Moore Bethany M, Wang Peipei, Fan Pengxiang, Lee Aaron, Leong Bryan, Lou Yann-Ru, Schenck Craig A, Sugimoto Koichi, Last Robert, Lehti-Shiu Melissa D, Barry Cornelius S, Shiu Shin-Han
Department of Plant Biology, Michigan State University, East Lansing, MI, USA.
Ecology, Evolutionary Biology, and Behavior Program, Michigan State University, East Lansing, MI, USA.
In Silico Plants. 2020;2(1):diaa005. doi: 10.1093/insilicoplants/diaa005. Epub 2020 Jul 30.
Plant specialized metabolites mediate interactions between plants and the environment and have significant agronomical/pharmaceutical value. Most genes involved in specialized metabolism (SM) are unknown because of the large number of metabolites and the challenge in differentiating SM genes from general metabolism (GM) genes. Plant models like have extensive, experimentally derived annotations, whereas many non-model species do not. Here we employed a machine learning strategy, transfer learning, where knowledge from is transferred to predict gene functions in cultivated tomato with fewer experimentally annotated genes. The first tomato SM/GM prediction model using only tomato data performs well (-measure = 0.74, compared with 0.5 for random and 1.0 for perfect predictions), but from manually curating 88 SM/GM genes, we found many mis-predicted entries were likely mis-annotated. When the SM/GM prediction models built with data were used to filter out genes where the based model predictions disagreed with tomato annotations, the new tomato model trained with filtered data improved significantly (-measure = 0.92). Our study demonstrates that SM/GM genes can be better predicted by leveraging cross-species information. Additionally, our findings provide an example for transfer learning in genomics where knowledge can be transferred from an information-rich species to an information-poor one.

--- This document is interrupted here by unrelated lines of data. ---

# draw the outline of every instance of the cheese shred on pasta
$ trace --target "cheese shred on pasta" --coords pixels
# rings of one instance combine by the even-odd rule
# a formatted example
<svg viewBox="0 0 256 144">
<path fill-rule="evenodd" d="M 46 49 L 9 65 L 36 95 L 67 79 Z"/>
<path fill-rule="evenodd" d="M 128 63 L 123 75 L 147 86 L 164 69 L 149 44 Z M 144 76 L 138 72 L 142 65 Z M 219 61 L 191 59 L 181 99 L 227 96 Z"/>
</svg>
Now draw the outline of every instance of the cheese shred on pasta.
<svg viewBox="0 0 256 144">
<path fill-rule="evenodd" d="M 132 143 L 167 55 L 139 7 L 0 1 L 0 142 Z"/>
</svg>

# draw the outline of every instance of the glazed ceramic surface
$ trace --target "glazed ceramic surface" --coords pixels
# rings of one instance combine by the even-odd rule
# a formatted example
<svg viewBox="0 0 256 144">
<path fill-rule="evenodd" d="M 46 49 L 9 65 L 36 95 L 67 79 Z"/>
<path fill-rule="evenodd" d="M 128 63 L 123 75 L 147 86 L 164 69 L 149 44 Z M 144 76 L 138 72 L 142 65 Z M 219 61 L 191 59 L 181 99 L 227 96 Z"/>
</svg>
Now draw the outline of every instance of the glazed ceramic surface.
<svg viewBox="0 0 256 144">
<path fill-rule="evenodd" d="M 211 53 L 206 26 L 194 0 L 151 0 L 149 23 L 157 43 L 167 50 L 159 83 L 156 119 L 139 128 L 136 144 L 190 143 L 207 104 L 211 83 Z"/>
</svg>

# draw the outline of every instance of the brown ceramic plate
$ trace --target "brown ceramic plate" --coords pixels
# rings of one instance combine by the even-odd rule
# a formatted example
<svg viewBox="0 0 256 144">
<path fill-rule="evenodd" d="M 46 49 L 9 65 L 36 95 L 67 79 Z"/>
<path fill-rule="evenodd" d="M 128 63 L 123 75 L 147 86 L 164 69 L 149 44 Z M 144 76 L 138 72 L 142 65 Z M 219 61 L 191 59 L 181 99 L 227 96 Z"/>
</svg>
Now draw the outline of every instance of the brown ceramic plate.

植物特化代谢产物介导植物与环境之间的相互作用,具有重要的农学/药学价值。由于代谢产物数量众多,且难以将特化代谢(SM)基因与一般代谢(GM)基因区分开来,参与特化代谢的大多数基因尚不清楚。像[具体植物模型名称未给出]这样的植物模型有广泛的、通过实验得出的注释,而许多非模式物种则没有。在这里,我们采用了一种机器学习策略——迁移学习,即将来自[具体植物模型名称未给出]的知识进行迁移,以预测栽培番茄中基因的功能,而栽培番茄中通过实验注释的基因较少。第一个仅使用番茄数据的番茄SM/GM预测模型表现良好(F值 = 0.74,随机预测为0.5,完美预测为1.0),但通过人工筛选88个SM/GM基因,我们发现许多错误预测的条目可能是注释错误。当使用基于[具体植物模型名称未给出]数据构建的SM/GM预测模型来筛选出基于该模型的预测与番茄注释不一致的基因时,用筛选后的数据训练的新番茄模型有了显著改进(F值 = 0.92)。我们的研究表明,利用跨物种信息可以更好地预测SM/GM基因。此外,我们的研究结果为基因组学中的迁移学习提供了一个范例,即知识可以从信息丰富的物种转移到信息匮乏的物种。